Introducing Query Tuning Workbooks to safely tune Postgres queries on production with pganalyze!

GeoDjango and PostGIS in Django

In this article, I’ll introduce you to spatial data in PostgreSQL and Django. You’ll learn how to use PostGIS and GeoDjango to create, store, and manipulate geographic data (both raster and vector) in a Python web application.

Spatial data is any geographic data that contains information related to the earth, such as rivers, boundaries, cities, or natural landmarks. It describes the contours, topology, size, and shape of these features. Maps are a common method of visualizing spatial data, which is typically represented in vector or raster form. Along the way, you’ll see several use cases for spatial data that you’re likely to encounter as a software developer.

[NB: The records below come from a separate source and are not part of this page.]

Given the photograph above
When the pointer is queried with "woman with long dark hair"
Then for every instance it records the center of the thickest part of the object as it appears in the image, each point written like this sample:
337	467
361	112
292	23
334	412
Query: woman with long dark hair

If you are interested in reading about PostGIS in Rails I can recommend our PostGIS vs. Geocoder in Rails article on the pganalyze blog where we compare PostGIS in Rails with Geocoder and highlight a couple of the areas where you'll want to (or need to) reach for one over the other.

Vector data vs. raster data

Raster vs. Vector spatial data

Vector data is a representation of the earth using points, lines, and polygons. A point is used to represent small, discrete areas using an “x” and “y” coordinate. Connected points create lines, which may be used to describe roads, streams, and networks. Polygons are formed from an enclosed connection of lines and represent features with an enclosed area like buildings, islands, and borders. Vector data types are more common in relational databases than raster data.

Raster data, on the other hand, is a representation of geographic data in pixels. It typically refers to imagery of the earth taken from aerial satellites. They are usually stored in a grid of rows and columns with relevant metadata, such as measurements and resolution. Raster data is faster and less expensive to create than vector data types.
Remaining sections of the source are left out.